解析小波是复小波,由于其实部和虚部可构成Hilbert变换对,因此常用于故障振动信号的包络提取,其中的Morlet小波最常用。在阐述了解析小波频谱为一实值函数是其实部和虚部构成Hilbert变换对的一个充分条件后,论证了“这类解析小波变换系数的实部和虚部同样构成Hilbert变换对”的结论。由此直接推知,谐波小波、谐波组合小波也属于这类解析小波,其对信号的变换可用于提取信号的包络。在这些基础上,提出了一种基于谐波组合小波变换的周期调制信号的包络解调方法,该方法通过谐波组合小波变换简便地实现了信号梳状滤波和包络解调的统一。由于它基于信号的梳状滤波,显然比基于带通滤波的包络解调方法(包括Morlet小波方法)具有更好的抗噪声能力,可得到简明的解调谱特征。
S变换是同时具有连续小波变换和短时傅里叶变换特征的一种新的时频局域分析方法。它与一个特定的连续Morlet小波变换有着内在联系,是对该Morlet小波变换结果的相位校正。基于窄带调幅信号的S变换时频谱的切片是该信号包络的事实,提出用奇异值分解的周期性检测方法,在S变换时频谱中检测周期调幅信号的特征频率,并对含有周期或几乎周期分量的切片(即包络)用奇异值分解提取该分量,从而实现周期调幅信号的包络解调分析。由于奇异值分解的周期或几乎周期分量检测方法在抗噪声能力上优于频谱和自相关函数分析,又该方法从含有干扰分量的切片中直接提纯周期调幅信号的包络,因此它适用于强噪声干扰下周期调幅信号的包络解调分析。
随机共振在微弱信号的增强放大和检测方面有着独特的优势。结合双稳系统随机共振效应和常用的包络解调方法,提出了增强放大微弱的低频调制信号,在解调谱中识别低频调制频率的方法。通过调节计算步长和双稳系统形状参数,成功实现了直接增强放大弱的低频调制信号,而不是高频载波信号。为获得较好的随机共振效果,采用自动搜索确定最佳计算步长和双稳系统形状参数的策略。由仿真和实测的弱周期调制信号分析可知,所提出方法对于低频周期调制信号的解调谱分析效果明显优于FFT谱分析和常用解调方法。
以上所提出的周期或几乎周期调制信号的包络解调新方法,通过信号仿真以及用于齿轮和滚动轴承故障实测振动信号的分析,证实了它们的有效性,以及某些独特的优越性。有理由相信,它们在齿轮和滚动轴承故障诊断方面有着良好的应用前景。
This academic dissertation has devoted its research subject to demodulation or enveloping based methods of mechanical faults vibration signals. Some existing methods, such as the Hilbert transform, gerneralized demodulating-filtering, energy operator, cyclostationary and empirical mode decomposition based methods, were briefly reviewed for their principles, features and disadvantages. Analytic wavelet transforms, S- transform and the stochastic resonance effect were explored in the dissertation to develop new demodulation methods for cycle-modulating signals, which are expected to have good noiseproof properties.

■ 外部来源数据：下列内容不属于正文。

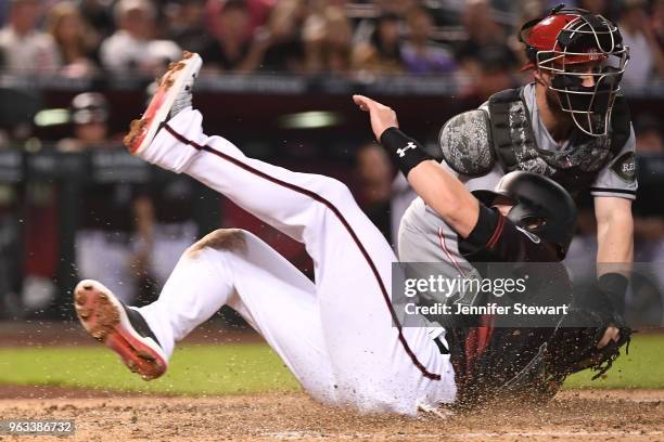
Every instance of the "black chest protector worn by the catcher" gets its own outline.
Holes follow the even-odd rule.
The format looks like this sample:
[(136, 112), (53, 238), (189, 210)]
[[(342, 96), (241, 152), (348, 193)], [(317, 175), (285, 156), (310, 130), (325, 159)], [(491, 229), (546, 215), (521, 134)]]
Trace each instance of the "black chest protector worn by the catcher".
[(537, 147), (523, 88), (508, 89), (488, 101), (491, 144), (505, 173), (524, 170), (550, 177), (575, 194), (587, 188), (597, 173), (617, 155), (630, 134), (629, 109), (617, 96), (605, 136), (582, 136), (570, 148), (552, 152)]

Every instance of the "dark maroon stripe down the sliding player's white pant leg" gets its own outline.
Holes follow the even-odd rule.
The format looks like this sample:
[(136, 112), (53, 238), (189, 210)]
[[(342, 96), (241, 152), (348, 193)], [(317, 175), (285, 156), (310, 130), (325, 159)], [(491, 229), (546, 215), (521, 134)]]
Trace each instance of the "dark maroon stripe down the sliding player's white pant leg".
[[(394, 307), (392, 306), (392, 302), (390, 301), (390, 295), (387, 294), (387, 290), (385, 289), (385, 285), (383, 284), (383, 281), (380, 277), (380, 274), (378, 272), (378, 269), (375, 268), (375, 264), (373, 263), (373, 260), (371, 259), (371, 257), (369, 256), (369, 253), (367, 252), (367, 249), (365, 248), (365, 246), (362, 245), (362, 243), (360, 243), (357, 234), (355, 233), (355, 231), (353, 230), (353, 227), (350, 226), (350, 224), (348, 223), (348, 221), (346, 221), (346, 219), (344, 218), (344, 216), (341, 213), (341, 211), (336, 208), (336, 206), (334, 206), (332, 203), (330, 203), (328, 199), (323, 198), (322, 196), (318, 195), (315, 192), (311, 192), (309, 190), (299, 187), (295, 184), (291, 184), (288, 183), (285, 181), (279, 180), (274, 177), (271, 177), (267, 173), (261, 172), (260, 170), (254, 169), (253, 167), (245, 165), (244, 162), (240, 161), (237, 158), (233, 158), (229, 155), (224, 154), (222, 152), (216, 151), (207, 145), (201, 145), (199, 143), (196, 143), (193, 140), (189, 140), (186, 136), (181, 135), (180, 133), (176, 132), (175, 129), (173, 129), (169, 125), (165, 123), (164, 128), (168, 131), (168, 133), (170, 133), (176, 140), (178, 140), (179, 142), (183, 143), (183, 144), (189, 144), (190, 146), (199, 150), (199, 151), (205, 151), (208, 152), (213, 155), (216, 155), (217, 157), (225, 159), (229, 162), (232, 162), (233, 165), (246, 170), (250, 173), (253, 173), (257, 177), (260, 177), (265, 180), (268, 180), (274, 184), (278, 184), (282, 187), (286, 187), (290, 188), (294, 192), (301, 193), (303, 195), (308, 196), (309, 198), (323, 204), (325, 207), (328, 207), (335, 216), (336, 218), (341, 221), (341, 223), (344, 225), (344, 227), (346, 229), (346, 231), (350, 234), (350, 237), (353, 238), (353, 240), (355, 242), (355, 244), (357, 245), (357, 247), (360, 249), (362, 256), (365, 257), (365, 260), (367, 261), (367, 263), (369, 264), (369, 268), (371, 269), (371, 272), (373, 273), (373, 276), (375, 277), (375, 281), (378, 282), (380, 288), (381, 288), (381, 292), (383, 294), (383, 299), (385, 300), (385, 303), (387, 304), (387, 309), (390, 310), (390, 314), (392, 315), (392, 321), (394, 322), (394, 324), (396, 324), (397, 326), (397, 330), (398, 330), (398, 335), (399, 335), (399, 341), (401, 342), (401, 346), (404, 346), (404, 350), (406, 350), (406, 353), (408, 353), (408, 355), (410, 356), (410, 360), (412, 361), (412, 363), (418, 367), (418, 369), (420, 372), (422, 372), (422, 375), (429, 379), (433, 379), (433, 380), (440, 380), (440, 375), (436, 375), (433, 373), (430, 373), (426, 367), (424, 367), (424, 365), (422, 365), (422, 363), (418, 360), (418, 356), (413, 353), (413, 351), (410, 349), (410, 347), (408, 346), (408, 342), (406, 341), (406, 337), (404, 336), (404, 330), (401, 328), (401, 325), (399, 324), (398, 317), (396, 315), (396, 312), (394, 311)], [(380, 337), (376, 337), (376, 339), (380, 339)]]

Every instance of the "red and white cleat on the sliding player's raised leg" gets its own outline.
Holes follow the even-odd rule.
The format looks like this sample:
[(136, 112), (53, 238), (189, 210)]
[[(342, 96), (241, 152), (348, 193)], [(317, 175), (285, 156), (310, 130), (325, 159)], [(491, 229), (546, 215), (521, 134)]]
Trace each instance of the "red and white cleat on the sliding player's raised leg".
[(184, 52), (182, 60), (171, 63), (159, 78), (157, 89), (140, 120), (131, 121), (125, 146), (133, 155), (140, 154), (158, 132), (164, 121), (191, 106), (191, 90), (203, 60), (193, 52)]

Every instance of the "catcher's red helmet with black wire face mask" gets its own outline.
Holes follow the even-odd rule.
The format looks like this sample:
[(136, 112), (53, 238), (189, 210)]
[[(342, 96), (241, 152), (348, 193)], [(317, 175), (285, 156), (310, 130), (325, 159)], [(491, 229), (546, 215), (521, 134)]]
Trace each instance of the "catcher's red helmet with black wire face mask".
[(522, 34), (532, 58), (525, 68), (551, 75), (548, 88), (558, 94), (561, 109), (578, 129), (591, 136), (608, 134), (629, 60), (618, 28), (602, 15), (566, 9), (553, 10), (531, 27), (527, 38)]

Analytic wavelets are complex wavelets, whose real part and imaginary part can constitute an Hilbert transform pair, and usually used to extract the signal envelope. The Morlet wavelet is the most familiar one amongst them. A sufficient condition for a analytic wavelet to be an Hilbert transform pair is presented, that is the analytic wavelet with real valued frequency representation. For this group of analytic wavelets, the conclusion that the real part and imaginary part of their transform coefficients also constitute an Hilbert transform pair was perfectly deduced. Upon these discussions, a straightforward deduction is that Harmonic wavelets and combined Harmonic wavelets also belong to above mentioned analytic wavelets. They can also be used to the envelope-demodulation of mechanical faults vibration signals. Combined Harmonic wavelets were proposed to design a comb-filter and a envelope-demodulator for a specified cycle-modulating signal. This technique integrates comb-filtering and envelope-demodulating, and can obtain a clear and noiseproof envelope spectrum, compared to the band-pass filtering based demodulation techniques.
S-transform is a new time-frequency analysis method, and simultaneously has good features of continuous wavelet transform and short-time Fourier transform. It has a interrelation with a concrete continuous Morlet wavelet transform, is a phase correction of the Morlet wavelet transform. The fact that the slice of S-transform time-frequency spectrum could be the envelope of the amplitude-modulated signal is employed to detect and extract a periodical amplitude-modulating signal and its envelope, combing with a robust method for periodicity detection and characterization of irregular cyclical series in term of embedded periodic components. This periodicity detection method is based on singular value decomposition (SVD), and has the advantage over the spectrum analysis and autocorrelation function analysis in detecting periodic components embedded in stronger noises. Using simulated signals and the faulty bearing vibration signals, the proposed envelope-demodulation method was proven to be noiseproof.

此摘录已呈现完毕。